Who Killed Phoebe Caulfield?
- By Denny Gasdogas
- Published 04/5/2000
- MaverickMagazine 3
-
Rating:
Unrated
--For J.D. Salinger
I am so goddamn sick of this phony world
I tell myself stumbling through the doorway
after work to find good ol' Phoebe
laying on my bed--
Only she's on her back
and wearing boxer shorts
and a training bra
and black lipstick
with her legs slightly apart.
"What's up your ass?" she snorts.
I light up a joint and slur "Nothing,
you know, same ol' shit. What's up with you?"
"Same ol' shit here, too" she tells me.
"I found out today that Tommy's parents
are getting divorced because Tommy's mother
was screwing her brother-in-law and you know the
priest upstairs? Well, he finally got arrested
and Jennifer's mother just got checked into a
rehab and Billy's father was shot and killed and
the president finally admitted
that woman was blowing him.
And, oh yeah, today
I picked up some free condoms in school."

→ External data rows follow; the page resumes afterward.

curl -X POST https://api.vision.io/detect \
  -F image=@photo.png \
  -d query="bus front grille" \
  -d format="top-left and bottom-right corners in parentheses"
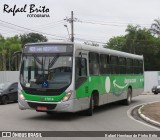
top-left (28, 102), bottom-right (57, 110)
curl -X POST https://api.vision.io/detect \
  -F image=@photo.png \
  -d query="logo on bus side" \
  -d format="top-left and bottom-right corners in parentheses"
top-left (105, 76), bottom-right (111, 93)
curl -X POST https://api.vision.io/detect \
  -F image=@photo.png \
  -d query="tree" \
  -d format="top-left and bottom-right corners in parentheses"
top-left (0, 35), bottom-right (21, 71)
top-left (105, 25), bottom-right (160, 70)
top-left (20, 33), bottom-right (48, 46)
top-left (106, 36), bottom-right (128, 52)
top-left (150, 19), bottom-right (160, 38)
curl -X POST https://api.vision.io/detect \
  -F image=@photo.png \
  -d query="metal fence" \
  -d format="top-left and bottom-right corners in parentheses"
top-left (0, 71), bottom-right (19, 83)
top-left (0, 71), bottom-right (160, 92)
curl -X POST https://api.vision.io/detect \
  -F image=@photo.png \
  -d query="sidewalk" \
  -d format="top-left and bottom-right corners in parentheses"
top-left (139, 102), bottom-right (160, 126)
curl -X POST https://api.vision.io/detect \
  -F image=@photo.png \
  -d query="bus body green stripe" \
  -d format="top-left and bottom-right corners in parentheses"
top-left (76, 75), bottom-right (144, 98)
top-left (22, 90), bottom-right (66, 102)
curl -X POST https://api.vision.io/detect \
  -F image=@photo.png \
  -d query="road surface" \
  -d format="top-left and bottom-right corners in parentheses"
top-left (0, 95), bottom-right (160, 139)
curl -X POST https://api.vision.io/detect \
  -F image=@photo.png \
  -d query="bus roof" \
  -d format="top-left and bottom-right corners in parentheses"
top-left (25, 42), bottom-right (143, 60)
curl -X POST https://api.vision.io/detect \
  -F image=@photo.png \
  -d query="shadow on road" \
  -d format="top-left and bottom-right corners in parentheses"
top-left (25, 100), bottom-right (139, 121)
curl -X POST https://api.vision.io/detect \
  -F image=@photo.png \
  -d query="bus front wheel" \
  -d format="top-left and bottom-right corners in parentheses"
top-left (86, 95), bottom-right (94, 116)
top-left (125, 88), bottom-right (132, 105)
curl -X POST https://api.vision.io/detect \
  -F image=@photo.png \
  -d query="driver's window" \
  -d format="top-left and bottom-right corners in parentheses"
top-left (76, 57), bottom-right (87, 81)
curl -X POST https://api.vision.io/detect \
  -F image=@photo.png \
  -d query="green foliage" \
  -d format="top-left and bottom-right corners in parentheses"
top-left (20, 33), bottom-right (48, 46)
top-left (0, 33), bottom-right (47, 71)
top-left (150, 19), bottom-right (160, 38)
top-left (105, 25), bottom-right (160, 71)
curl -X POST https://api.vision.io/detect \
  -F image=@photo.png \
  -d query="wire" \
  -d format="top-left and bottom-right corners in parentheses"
top-left (77, 20), bottom-right (149, 27)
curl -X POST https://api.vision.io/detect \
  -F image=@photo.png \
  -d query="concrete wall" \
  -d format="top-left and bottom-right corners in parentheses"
top-left (0, 71), bottom-right (19, 83)
top-left (144, 71), bottom-right (160, 92)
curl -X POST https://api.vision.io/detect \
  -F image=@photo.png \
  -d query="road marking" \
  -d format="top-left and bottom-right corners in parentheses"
top-left (127, 101), bottom-right (160, 130)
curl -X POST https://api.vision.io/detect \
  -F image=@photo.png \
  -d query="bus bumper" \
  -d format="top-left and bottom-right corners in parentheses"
top-left (18, 99), bottom-right (75, 112)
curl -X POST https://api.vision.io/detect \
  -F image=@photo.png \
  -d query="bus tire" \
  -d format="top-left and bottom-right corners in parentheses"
top-left (124, 88), bottom-right (132, 105)
top-left (1, 95), bottom-right (9, 105)
top-left (46, 111), bottom-right (53, 115)
top-left (86, 95), bottom-right (94, 116)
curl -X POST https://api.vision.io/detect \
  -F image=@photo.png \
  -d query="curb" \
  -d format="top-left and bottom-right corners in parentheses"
top-left (138, 101), bottom-right (160, 127)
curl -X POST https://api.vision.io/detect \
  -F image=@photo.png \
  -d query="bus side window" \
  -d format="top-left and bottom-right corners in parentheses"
top-left (139, 60), bottom-right (143, 74)
top-left (119, 57), bottom-right (126, 74)
top-left (110, 56), bottom-right (119, 74)
top-left (133, 59), bottom-right (139, 74)
top-left (89, 52), bottom-right (99, 75)
top-left (75, 57), bottom-right (87, 81)
top-left (127, 58), bottom-right (134, 74)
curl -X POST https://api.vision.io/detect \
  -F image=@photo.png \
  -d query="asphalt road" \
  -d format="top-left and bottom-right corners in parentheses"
top-left (0, 95), bottom-right (160, 139)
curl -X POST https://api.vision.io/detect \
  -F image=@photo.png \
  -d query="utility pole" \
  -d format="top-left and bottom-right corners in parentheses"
top-left (64, 11), bottom-right (77, 42)
top-left (71, 11), bottom-right (74, 42)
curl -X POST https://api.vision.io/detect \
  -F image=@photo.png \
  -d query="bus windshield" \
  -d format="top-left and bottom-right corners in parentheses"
top-left (20, 54), bottom-right (72, 89)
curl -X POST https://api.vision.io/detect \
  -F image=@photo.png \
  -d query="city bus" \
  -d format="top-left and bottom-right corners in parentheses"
top-left (18, 42), bottom-right (144, 116)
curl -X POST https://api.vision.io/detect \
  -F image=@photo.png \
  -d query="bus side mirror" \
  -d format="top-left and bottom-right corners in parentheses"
top-left (80, 58), bottom-right (85, 68)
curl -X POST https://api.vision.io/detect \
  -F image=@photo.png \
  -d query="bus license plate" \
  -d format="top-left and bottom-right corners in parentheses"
top-left (37, 106), bottom-right (47, 111)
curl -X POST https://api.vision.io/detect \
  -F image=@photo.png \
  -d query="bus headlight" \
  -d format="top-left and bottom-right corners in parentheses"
top-left (62, 91), bottom-right (72, 101)
top-left (18, 91), bottom-right (25, 100)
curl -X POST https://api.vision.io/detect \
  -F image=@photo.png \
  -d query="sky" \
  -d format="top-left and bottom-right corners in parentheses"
top-left (0, 0), bottom-right (160, 43)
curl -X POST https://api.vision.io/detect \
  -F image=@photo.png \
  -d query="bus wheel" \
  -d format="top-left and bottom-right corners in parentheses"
top-left (125, 88), bottom-right (132, 105)
top-left (46, 111), bottom-right (53, 115)
top-left (1, 96), bottom-right (8, 105)
top-left (86, 95), bottom-right (94, 116)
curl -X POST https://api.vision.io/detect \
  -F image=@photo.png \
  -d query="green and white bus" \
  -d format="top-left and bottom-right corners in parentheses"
top-left (18, 42), bottom-right (144, 115)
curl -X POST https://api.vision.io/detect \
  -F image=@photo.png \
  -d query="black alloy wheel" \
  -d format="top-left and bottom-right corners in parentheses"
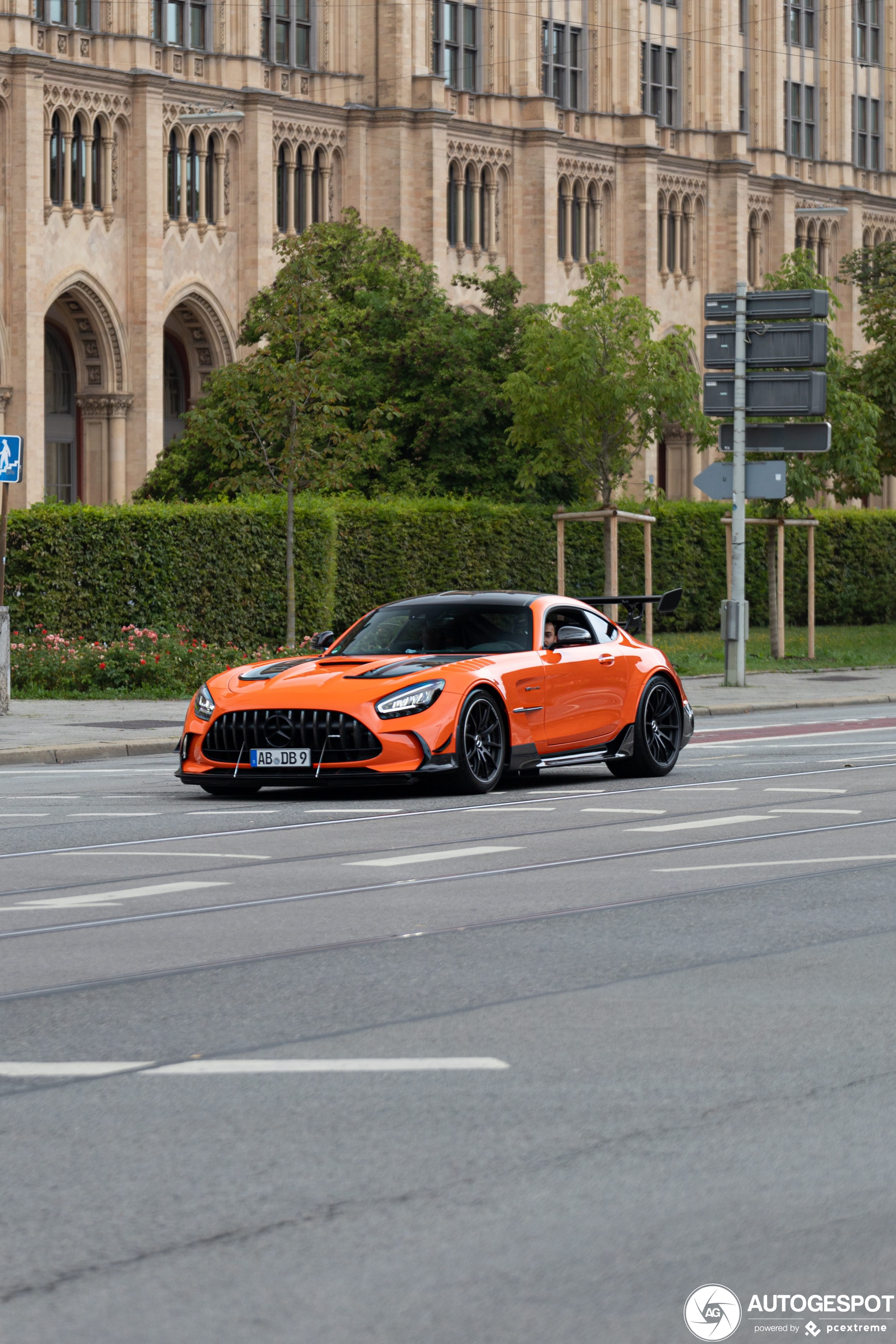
top-left (607, 676), bottom-right (683, 780)
top-left (455, 691), bottom-right (507, 793)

I turn on the tube to the Learning Channel
when good ol' Phoebe says
"What the fuck is this?
Don't you know Melrose is on?"
So I put Melrose on and she asks for a toke
but I tell her 'hell no--this stuff ain't for kids'
and I think about pinching her behind
but remember that this is the 90's
people get arrested for this stuff nowadays
so we just lay back and watch the show
and the whole time I'm wondering
who the fuck killed Phoebe Caulfield?
'Must be that goddamn MTV' I tell myself;
until she jumps up and says
"I gotta be getting the hell out of here"
and makes for the window,
which she leaps blindly out of,
screaming,
as she falls
down
down
down
towards the concrete rye,
with no catcher to be found.
Copyright © Denny Gasdogas, 2000. All Rights Reserved.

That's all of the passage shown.